Berdasarkan voting nan sudah dilakukan oleh 17 orang hakim, nan 15 di antaranya hakim tetap dari Mahkamah Internasional , sedangkan dua orang hakim lainnya dipilih oleh Indonesia dan Malaysia. Indonesia hanya mendapatkan 1 suara, sedangkan 16 lainnya menjatuhkan suara pada Malaysia. Pulau Sipadan dan Ligitan pun resmi menjadi milik Malaysia.

Mahkamah Internasional tak menyetujui alasan nan dikemukakan Indonesia mengenai pulau Sipadan dan Ligitan nan dulunya dikuasai Belanda. Keterangan tersebut didasarkan pada penafsiran pasal IV Konvensi 1891.

Menurut Mahkamah Internasional, peta Memori van Toelichting nan memuat gambar wilayah pulau Sipadan dan Ligitan dan ditafsirkan oleh Indonesia, selain sebab bukan merupakan bagian konvensi 1891, peta tersebut juga tak bisa memberikan citra nan bisa memperkuat bukti hukum.
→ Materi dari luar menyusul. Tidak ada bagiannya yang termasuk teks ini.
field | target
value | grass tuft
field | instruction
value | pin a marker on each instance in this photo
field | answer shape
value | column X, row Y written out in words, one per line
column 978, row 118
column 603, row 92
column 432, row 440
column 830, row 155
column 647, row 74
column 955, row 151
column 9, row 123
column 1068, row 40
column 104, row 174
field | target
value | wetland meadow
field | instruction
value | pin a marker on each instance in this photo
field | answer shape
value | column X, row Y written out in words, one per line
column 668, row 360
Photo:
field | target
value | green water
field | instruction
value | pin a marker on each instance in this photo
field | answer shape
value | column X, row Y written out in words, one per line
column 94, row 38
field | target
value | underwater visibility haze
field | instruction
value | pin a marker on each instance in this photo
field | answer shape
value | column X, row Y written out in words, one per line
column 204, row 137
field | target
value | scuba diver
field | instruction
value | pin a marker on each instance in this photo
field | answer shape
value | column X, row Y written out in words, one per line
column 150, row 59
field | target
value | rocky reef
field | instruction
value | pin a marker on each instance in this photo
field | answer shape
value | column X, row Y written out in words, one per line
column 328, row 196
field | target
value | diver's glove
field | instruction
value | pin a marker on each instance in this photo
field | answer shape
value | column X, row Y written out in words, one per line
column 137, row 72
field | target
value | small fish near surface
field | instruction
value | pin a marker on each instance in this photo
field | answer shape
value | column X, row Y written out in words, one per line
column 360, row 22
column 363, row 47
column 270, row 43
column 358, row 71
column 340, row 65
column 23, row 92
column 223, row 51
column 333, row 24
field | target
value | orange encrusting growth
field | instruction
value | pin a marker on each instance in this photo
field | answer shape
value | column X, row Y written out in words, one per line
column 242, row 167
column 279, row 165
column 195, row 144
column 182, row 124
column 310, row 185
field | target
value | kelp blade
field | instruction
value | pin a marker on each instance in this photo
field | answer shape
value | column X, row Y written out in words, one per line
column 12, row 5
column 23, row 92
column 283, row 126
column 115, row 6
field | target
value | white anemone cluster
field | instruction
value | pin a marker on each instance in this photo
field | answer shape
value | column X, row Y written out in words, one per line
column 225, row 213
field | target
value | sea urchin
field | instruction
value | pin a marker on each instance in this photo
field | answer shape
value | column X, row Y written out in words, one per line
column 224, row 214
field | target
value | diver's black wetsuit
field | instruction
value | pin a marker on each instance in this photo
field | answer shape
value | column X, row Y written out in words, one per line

Selain itu, Mahkamah Konstitusi mendasarkan keputusannya dari kuatnya bukti nan diberikan kedua negara. Indonesia menggunakan bukti berupa kegiatan nan pernah dilakukan oleh Belanda dan para nelayan, sedangkan Malaysia menggunakan bukti nan mengandung unsur hukum.

Keputusan nan dibuat Mahkamah Konstitusi juga didasarkan pada instrumen hukum nan ada, tak hanya terbatas pada kegiatan nan berlangsung di pulau Sipadan dan Ligitan sehingga adanya kegiatan pembangunan resort nan dilakukan oleh Malaysia beserta penangkapan ikan di perairan Sipadan dan Ligitan tak mempengaruhi keputusan Mahkamah Konstitusi. Hal itu dikarenakan masalah tersebut tak didasarkan pada peraturan perundang-undangan.

Secara objektif, dalam proses penentuan kepemilikan Pulau Sipadan dan Ligitan dilakukan dengan effective occupation berserta bukti hukum sejak 1969. Dilakukannya effective occupation pada proses ini didasarkan pada konsep nan berlaku pada zaman Romawi Kuno, tindakan administratif seperti perundang-undangan serta hukum nan berlaku menjadi prioritas utama. Prinsip ini hanya bisa diberlakukan pada daerah nan tak sedang dikuasai siapa pun dan sedang menjadi objek persengketaan.

Selama masalah ini berlangsung, Indonesia telah banyak mengucurkan dana. Menteri Luar Negeri Hassas Wirayuda mengatakan bahwa hampir Rp 16.000.000.000 rupiah dikeluarkan buat menyelesaikan konkurensi ini. Sebagian besar dana tersebut digunakan buat membayar pengacara. Dengan melihat kenyataan konkurensi Pulau Sipadan dan Ligitan, bangsa Indonesia perlu memperhatikan aset nan dimiliki negerinya sendiri. Jangan sampai ketika aset itu hilang, barulah kita semua bergerak.